Claims on code breaking on social security numbers dismissed, although more security needs to be applied
A recent paper ‘Predicting Social Security numbers from public data' from the Proceedings of the National Academy of Sciences claimed that an SSN is relatively quick and easy to guess if you have other information relating to the individual's place and date of birth.
David Harley, director of malware intelligence at ESET, claimed that knowing someone's SSN is not necessarily enough to give an attacker control over your finances or steal your identity - it depends on the context and on what other information they have.
The paper's authors Alessandro Acquisti and Ralph Gross claimed that an SSN is relatively quick and easy to guess if you have other information relating to the individual's place and date of birth.
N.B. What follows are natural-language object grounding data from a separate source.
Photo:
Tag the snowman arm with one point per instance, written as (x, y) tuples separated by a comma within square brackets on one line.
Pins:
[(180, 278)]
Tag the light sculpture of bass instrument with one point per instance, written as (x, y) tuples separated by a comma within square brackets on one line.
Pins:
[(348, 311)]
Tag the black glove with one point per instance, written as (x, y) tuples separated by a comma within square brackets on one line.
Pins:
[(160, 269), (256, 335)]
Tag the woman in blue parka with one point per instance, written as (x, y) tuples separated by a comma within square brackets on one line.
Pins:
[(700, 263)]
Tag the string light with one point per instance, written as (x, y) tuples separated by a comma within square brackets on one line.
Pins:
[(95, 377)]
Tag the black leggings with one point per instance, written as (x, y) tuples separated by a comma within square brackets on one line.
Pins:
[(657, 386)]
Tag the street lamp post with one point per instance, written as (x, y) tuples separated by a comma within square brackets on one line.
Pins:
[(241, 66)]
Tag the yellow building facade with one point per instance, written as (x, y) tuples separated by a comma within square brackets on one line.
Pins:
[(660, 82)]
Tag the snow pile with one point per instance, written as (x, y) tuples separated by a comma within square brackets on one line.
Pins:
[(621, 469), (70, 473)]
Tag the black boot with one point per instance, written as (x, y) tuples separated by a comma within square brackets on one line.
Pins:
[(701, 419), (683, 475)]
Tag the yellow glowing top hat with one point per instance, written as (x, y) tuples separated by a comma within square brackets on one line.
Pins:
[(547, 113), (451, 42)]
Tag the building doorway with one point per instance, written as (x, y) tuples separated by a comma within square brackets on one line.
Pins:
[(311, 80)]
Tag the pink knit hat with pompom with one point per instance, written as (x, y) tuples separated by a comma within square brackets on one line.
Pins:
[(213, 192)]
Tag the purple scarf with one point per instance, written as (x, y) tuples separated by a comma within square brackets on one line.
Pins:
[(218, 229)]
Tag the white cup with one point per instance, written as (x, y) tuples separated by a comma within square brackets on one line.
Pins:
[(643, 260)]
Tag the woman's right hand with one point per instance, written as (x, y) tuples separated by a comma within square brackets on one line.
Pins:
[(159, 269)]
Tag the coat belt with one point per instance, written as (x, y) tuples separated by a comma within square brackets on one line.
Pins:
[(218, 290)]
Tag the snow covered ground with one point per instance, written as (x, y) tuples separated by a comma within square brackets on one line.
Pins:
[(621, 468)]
However Harley said: “A SSN is not like a password. In fact, it's essentially a database primary key, an identifier that is unique to you, and the most practical way of generating such a key is often to enhance predictability, not to reduce it.
“A primary key is often just a numeric value incremented automatically. For example, if the primary key for the first record is one, the key for the second is two, the key for the tenth is ten, and so on – think autonumbering in Microsoft Access.
“For an attacker trying to guess the key for a victim's record, that might still be fairly random: if you're aiming to exploit a database known to have millions of entries, you may not be able to start to guess where in the sequence your victim's identifier is.”
The Social Security Office pointed out that Acquisti and Gross have not ‘cracked a code for predicting an SSN', instead they have made it feasible to predict the SSN for some people, given a sufficiency of resources.
“While most sites that use SSNs to verify a user's identity will not allow unlimited attempts, a [cybercriminal] can use multiple machines to access multiple resources such as online credit approval services to test numbers,” said Harley.
Stuart Okin, managing director at Comsec Consulting, said: “If you use a SSN or National Insurance number as an identifier you will have a problem, you need two-factor authentication in this day and age or even three-factor, that combines biometrics, which is inevitable.”